Since the DPO’s move to the Schuster Center with its spacious Wintergarden, PhilharMonster has added pre-concert children’s activities. According to Gloria Pugh, DPO director of education, “the Volunteers Association is very involved in PhilharMonster, especially the pre-concert activities…and (the volunteers) dress in costumes for the event.” Pugh added that while the pre-concert activities are fun they are “designed to help the children become acquainted with what they will be hearing during the concert.” The audience has always been encouraged to dress in costumes and according to Pugh “about three-quarters of them attend in costume.”
But it isn’t just the kids who have fun with PhilharMonster. Gittleman and the orchestra members also dress up in their best – and scariest – Halloween costumes for the concert. In fact Gittleman says his favorite part of PhilharMonster “has to be my costume(s) and my annual top-top-secret entrance.” While this reporter failed to lure him into spilling the beans about this year’s plans, concertgoers know that Gittleman’s entrances are legendary and not to be missed.
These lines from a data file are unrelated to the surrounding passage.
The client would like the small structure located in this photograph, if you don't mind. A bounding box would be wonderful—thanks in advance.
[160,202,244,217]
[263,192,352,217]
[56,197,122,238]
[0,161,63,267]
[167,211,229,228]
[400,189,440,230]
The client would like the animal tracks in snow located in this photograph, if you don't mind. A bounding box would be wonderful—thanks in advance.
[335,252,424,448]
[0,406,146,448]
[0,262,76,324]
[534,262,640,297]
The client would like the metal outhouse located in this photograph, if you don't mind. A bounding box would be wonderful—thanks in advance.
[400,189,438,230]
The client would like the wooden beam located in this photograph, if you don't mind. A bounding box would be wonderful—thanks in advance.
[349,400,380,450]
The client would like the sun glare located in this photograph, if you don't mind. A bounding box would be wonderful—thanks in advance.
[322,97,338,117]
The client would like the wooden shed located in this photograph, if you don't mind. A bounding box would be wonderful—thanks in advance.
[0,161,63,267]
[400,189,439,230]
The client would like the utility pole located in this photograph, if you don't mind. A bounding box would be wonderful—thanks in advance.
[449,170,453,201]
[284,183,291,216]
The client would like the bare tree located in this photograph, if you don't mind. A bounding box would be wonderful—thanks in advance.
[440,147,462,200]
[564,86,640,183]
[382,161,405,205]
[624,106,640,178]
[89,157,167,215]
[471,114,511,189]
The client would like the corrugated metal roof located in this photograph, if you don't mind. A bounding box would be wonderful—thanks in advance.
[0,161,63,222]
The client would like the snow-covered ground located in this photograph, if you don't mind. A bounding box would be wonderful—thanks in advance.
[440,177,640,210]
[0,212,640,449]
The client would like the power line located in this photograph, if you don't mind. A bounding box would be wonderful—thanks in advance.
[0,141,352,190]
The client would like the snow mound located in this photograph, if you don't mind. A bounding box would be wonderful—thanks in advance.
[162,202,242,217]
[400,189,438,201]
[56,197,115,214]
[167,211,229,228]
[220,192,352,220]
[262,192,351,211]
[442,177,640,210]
This year’s musical lineup will include Kleinsinger’s “Tubby the Tuba;” a whimsical piece inspired by a comment Kleinsinger made at a concert in 1941 that “tubas can sing.” While it was not finished and premiered until after the end of World War II, it continues to be a favorite with audiences. The DPO rendition will feature principal tuba Timothy Northcut in the role of Tubby and the story will be narrated by DPO president Paul Helfrich.
Rounding out the program will be a mix of familiar and, at least for younger listeners, not-so-familiar pieces sort of “like your goody bag after trick-or-treat” as DPO marketing director David Bukvic phrased it. The repertoire will include some spooky classical pieces like Saint-Saens’ “Danse Macabre” and Scarlatti-Jan Bach’s “Black Cat’s Fugue” as well as other more contemporary and lighthearted pieces such as Chan’s “Overture for a Comic Book Hero.”
PhilharMonster will be presented Saturday, October 30 in the Mead Theatre at the Schuster Center, Second and Main Streets. The concert begins at 3 p.m. but children’s activities start at 2 p.m. in the Wintergarden so plan to arrive early. Included in this year’s pre-concert activities will be a costume contest with three categories: birth to 6 years, ages 7 through 12, and 13 years old and up. Three prizes will be awarded for each category: cutest, scariest and most creative. There will also be an Instrument Petting Zoo, Face Painting, and much more. Be sure to check the DPO Web site (www.DaytonPhilharmonic.com) for details about costume contest categories and rules.
Tickets for PhilharMonster are $19 and can be purchased by calling Ticket Center Stage at (937) 228-3630 or visiting online at www.TicketCenterStage.com. The concert is part of the Dayton Power & Light Family Series which also includes “The Magic Orchestra” with special guest Dan Kamin on Sunday, February 13 and “The Beat Goes On” featuring as guest artists Cincinnati-based Drums for Peace on Sunday, April 3. All Family Series concerts begin at 3 p.m. with pre-concert activities starting an hour before.